Thornton cresceu em Burnet, Texas, uma cidade com cerca de 6.500 residentes, em uma família com profundos laços militares. Por volta de 2017 ou 2018 – quando ainda period adolescente – começou a ficar, segundo ele próprio, “muito, muito preocupado” com a ascensão da China e com o que considerava um conflito iminente entre grandes potências. Essa preocupação acabou por se transformar numa convicção de que os sistemas não tripulados estavam prestes a redefinir a guerra e que os EUA estavam a mover-se demasiado lentamente para enfrentar o momento.

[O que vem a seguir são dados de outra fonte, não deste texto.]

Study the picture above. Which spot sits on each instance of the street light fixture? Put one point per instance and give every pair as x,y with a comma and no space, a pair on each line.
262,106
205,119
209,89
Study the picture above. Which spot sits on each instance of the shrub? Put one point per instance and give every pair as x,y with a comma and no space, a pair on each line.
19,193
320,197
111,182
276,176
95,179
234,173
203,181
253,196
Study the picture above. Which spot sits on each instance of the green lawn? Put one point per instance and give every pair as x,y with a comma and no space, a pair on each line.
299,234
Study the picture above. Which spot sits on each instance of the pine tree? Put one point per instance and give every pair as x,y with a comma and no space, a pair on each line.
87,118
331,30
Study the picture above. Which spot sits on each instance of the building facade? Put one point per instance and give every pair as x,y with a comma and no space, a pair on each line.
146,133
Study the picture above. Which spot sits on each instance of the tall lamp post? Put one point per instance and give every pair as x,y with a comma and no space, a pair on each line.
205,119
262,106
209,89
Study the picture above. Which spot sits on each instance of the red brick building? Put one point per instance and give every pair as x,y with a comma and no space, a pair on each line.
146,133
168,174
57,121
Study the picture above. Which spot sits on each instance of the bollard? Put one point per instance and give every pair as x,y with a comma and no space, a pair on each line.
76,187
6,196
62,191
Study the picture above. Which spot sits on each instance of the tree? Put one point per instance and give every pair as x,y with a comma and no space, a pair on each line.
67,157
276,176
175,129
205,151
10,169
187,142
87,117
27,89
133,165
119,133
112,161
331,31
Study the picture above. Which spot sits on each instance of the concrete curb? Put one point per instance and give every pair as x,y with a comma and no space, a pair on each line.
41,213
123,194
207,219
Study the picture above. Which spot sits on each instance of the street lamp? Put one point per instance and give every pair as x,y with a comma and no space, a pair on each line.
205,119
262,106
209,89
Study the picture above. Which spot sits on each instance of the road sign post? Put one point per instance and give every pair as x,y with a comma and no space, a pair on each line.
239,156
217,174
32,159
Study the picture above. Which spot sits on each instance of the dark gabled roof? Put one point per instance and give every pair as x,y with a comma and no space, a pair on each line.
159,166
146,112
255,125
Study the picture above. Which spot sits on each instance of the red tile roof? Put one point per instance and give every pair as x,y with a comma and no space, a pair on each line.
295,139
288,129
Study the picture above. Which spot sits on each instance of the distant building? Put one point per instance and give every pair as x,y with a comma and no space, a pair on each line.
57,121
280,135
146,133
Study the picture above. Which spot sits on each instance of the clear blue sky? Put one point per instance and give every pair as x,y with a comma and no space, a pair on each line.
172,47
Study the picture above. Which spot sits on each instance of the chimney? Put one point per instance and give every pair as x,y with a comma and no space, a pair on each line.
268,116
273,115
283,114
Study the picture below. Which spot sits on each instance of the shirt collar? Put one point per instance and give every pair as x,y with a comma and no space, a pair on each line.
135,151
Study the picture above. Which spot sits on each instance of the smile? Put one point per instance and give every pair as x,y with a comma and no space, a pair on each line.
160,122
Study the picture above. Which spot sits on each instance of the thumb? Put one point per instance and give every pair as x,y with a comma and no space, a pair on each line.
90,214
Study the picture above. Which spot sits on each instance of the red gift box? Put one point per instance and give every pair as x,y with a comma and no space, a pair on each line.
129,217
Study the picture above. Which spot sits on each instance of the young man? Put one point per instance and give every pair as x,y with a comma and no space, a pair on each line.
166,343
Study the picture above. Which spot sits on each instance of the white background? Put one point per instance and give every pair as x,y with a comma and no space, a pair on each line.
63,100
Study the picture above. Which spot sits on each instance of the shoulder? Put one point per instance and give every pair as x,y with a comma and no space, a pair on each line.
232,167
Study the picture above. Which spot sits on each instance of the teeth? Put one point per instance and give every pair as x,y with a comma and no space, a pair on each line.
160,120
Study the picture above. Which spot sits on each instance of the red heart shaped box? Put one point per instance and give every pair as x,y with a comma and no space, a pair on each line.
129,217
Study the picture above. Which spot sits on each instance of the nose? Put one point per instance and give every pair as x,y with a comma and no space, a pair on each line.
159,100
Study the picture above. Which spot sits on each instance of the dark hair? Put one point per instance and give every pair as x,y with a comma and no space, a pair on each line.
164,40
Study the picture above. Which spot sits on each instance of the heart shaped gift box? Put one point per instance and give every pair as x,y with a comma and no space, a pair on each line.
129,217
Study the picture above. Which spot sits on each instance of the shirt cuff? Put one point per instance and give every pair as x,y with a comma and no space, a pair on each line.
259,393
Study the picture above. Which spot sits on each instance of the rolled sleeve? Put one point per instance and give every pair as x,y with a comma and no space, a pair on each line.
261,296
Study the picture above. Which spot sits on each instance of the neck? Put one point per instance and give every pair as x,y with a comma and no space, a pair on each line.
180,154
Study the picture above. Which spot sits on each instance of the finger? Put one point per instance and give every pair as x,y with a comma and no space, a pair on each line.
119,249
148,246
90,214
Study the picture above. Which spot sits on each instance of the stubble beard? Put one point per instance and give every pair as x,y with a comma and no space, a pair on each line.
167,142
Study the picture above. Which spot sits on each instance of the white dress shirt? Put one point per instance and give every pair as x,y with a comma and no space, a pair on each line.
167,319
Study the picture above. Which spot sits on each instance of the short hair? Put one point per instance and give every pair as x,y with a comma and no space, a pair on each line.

O que isso significa na prática, em meados de 2026, são esses seis programas de armas simultâneos e uma empresa que tem muito a provar, em vez de se concentrar numa coisa, acertar e depois expandir. Thornton está ciente de que o foco difuso de Mach cria algumas questões persistentes para quem está de fora. “É muito difícil”, ele disse voluntariamente na noite de quinta-feira. Mas ele não acha que a defesa recompense o tipo de foco obstinado que o lançamento de foguetes, por exemplo, exige. “É um jogo de xadrez que você joga com um adversário”, disse ele, “com centenas de produtos diferentes que precisam ser enviados se quisermos segurança”. Escolha apenas um, sugeriu ele, e você já perdeu o jogo.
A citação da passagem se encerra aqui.